Base pointer and stack pointer
Given this piece of code:
swap:
push ebp ; back up the base pointer,
mov ebp, esp
; push the context of the registers on the stack
push eax
push ebx
push ecx
push edx
mov eax, [ebp+8] ; address of the first parameter
mov ebx, [ebp+12] ; address of the second parameter
mov dl, [eax]
mov cl, [ebx]
mov [eax], cl
mov [ebx], dl
; restore the context of the registers from the stack
pop edx
pop ecx
pop ebx
pop eax
; restore the ebp
pop ebp
ret
(This is just the method.
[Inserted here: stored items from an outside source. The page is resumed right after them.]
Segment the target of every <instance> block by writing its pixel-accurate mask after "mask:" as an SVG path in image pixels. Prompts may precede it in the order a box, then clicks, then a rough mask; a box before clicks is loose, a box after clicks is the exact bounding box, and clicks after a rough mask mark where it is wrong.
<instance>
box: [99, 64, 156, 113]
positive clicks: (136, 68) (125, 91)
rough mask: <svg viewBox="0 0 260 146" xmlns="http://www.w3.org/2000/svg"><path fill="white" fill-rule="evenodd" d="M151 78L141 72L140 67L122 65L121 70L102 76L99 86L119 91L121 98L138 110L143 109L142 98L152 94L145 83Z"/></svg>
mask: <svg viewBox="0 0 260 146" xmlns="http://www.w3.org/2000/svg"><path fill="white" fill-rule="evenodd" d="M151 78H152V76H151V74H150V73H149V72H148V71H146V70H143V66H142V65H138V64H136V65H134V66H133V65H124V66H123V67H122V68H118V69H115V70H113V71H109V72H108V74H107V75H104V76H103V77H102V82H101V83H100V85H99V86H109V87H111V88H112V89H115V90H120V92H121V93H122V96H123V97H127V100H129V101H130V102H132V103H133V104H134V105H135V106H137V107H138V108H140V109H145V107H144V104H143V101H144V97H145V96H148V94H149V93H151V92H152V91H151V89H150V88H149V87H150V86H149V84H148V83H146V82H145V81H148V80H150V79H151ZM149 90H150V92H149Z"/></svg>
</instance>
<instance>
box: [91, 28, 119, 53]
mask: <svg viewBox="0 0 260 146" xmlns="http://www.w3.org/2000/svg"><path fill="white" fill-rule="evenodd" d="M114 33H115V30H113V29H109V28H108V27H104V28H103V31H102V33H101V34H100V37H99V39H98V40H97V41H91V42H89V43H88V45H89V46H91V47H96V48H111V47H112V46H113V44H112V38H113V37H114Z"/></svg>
Previously we pushed the first and the second parameter on the stack.)
My question is: why do we add 8 to the Base Pointer to get to the address of the first parameter and then 12 ?
I get the fact that they are dword so each of them are 4 bytes..so from ebp + 8 to ebp + 12 it makes sens to make. But why the first one is ebp + 8 ? Because if ESP points to the TOP of the stack, mov ebp, esp means that EBP points to the TOP of the stack. Then we push 4 values on the stack : eax, ebx, ecx and edx. Why is EBP + 8 pointing on the first parameter ?
Answer
When the function is called, the stack looks like:
+-------------+
| Parameter 2 |
+-------------+
| Parameter 1 |
+-------------+
| Return Addr | <-- esp
+-------------+
then after the "stack frame" is set up:
+-------------+
| Parameter 2 | <-- [ebp + 12]
+-------------+
| Parameter 1 | <-- [ebp + 8]
+-------------+
| Return Addr |
+-------------+
| saved ebp | <-- ebp
+-------------+ <-- esp
Now the context is saved:
+-------------+
| Parameter 2 | <-- [ebp + 12]
+-------------+
| Parameter 1 | <-- [ebp + 8]
+-------------+
| Return Addr |
+-------------+
| saved ebp | <-- ebp
+-------------+
| saved eax |
+-------------+
| saved ebx |
+-------------+
| saved ecx |
+-------------+
| saved edx | <-- esp
+-------------+
Don't forget that on many systems the stack grows downward (and that is definitely true of the x86 family), so the top of the stack will have the lowest memory address.